Paper reviewed: Likov, I. (March 2026). Memory for All: SAGE — Spatial Associative Geometric Embeddings — A Weight-Free Geometric Memory Architecture with Hippocampal-Inspired Consolidation.
Read the full paper. Stripped of rhetoric, the system is this:
- A fixed 3D lattice of memory slots.
- Each slot stores a learned embedding vector.
- Retrieval is a similarity search against all stored embeddings.
- Writing moves one or more stored vectors toward a target using local updates.
- Additional heuristics handle momentum, repulsion, temperature scheduling, and spatial regularization.
- A partitioned variant separates "subject" and "object" slots along the x-axis.

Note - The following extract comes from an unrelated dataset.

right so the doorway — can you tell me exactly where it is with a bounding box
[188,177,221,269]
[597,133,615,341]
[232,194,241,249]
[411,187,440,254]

- A sequence variant adds an explicit dictionary pointer for transitions.
That is a legitimate architecture. But it is not literally "knowledge stored as coordinates" in the sense the prose suggests. The coordinates are fixed addresses; the operative learned content is the embedding table. A more precise and harder-to-attack description would be:
A fixed-address external associative memory with a 3D address lattice, local non-backprop write rules, and explicit short-term/long-term partitioning.
That framing is less grandiose and much more accurate. It would also serve the author better in review, because the underlying design instinct — decouple online memory updates from gradient-based weight updates using an explicit external memory substrate — is timely and genuinely interesting.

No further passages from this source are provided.